Wtedy na dół zszedł Dymitr, odwróciłam się w jego stronę, miał na sobie czarne spodnie i czarną koszulkę, a na, to swój ukochany prochowiec. Uśmiechnął się na widok mojej miny.
- Ja lecę, wrócę koło piątej. - Podszedł do nas schylił się nade mną i dał mi całusa w czoło. - Trzymaj się. Do zobaczenia. - Powiedział do Seleny i ruszył do wyjścia, po chwili zniknął za drzwiami. W miejscu, gdzie mnie pocałował wciąż czułam ciepło i miłe mrowienie.

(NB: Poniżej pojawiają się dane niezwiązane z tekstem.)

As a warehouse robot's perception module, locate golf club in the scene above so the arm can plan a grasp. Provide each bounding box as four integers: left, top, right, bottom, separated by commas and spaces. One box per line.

- On jest cudowny, masz szczęście. - Nagle z zamyślenia wyrwał mnie głos seleny.
- Tak mam szczęście. Idę się przebrać. - Powiedziałam wstając, i szybko wchodząc do pokoju byle tylko uciec od gadulstwa Seleny.
- Ok ja idę zajrzeć do bliźniąt. - Powiedziała i ruszyła za mną po schodach. Ja weszłam do sypialni, ona do pokoju bliźniąt. I, ledwo zamknęłam drzwi już usłyszałam, że Selena mówi coś do dzieci. Westchnęłam i poszłam do szafy, w której były moje ubrania, wzięłam jakieś Jeansy i koszulkę. Poszłam do łazienki, gdzie umyłam zęby, uczesałam włosy w kucyk i się przebrałam. Wyszłam z łazienki i ruszyłam w stronę drzwi. Seleny tam nie było, była tylko Clara, która zeszła z Joannem właśnie na dół. Wzięłam małą na ręce i ruszyłam w stronę drzwi. Zanim zdążyłam nawet je otworzyć do pokoju wpadła Selena. Podeszła do mnie z uśmiechem.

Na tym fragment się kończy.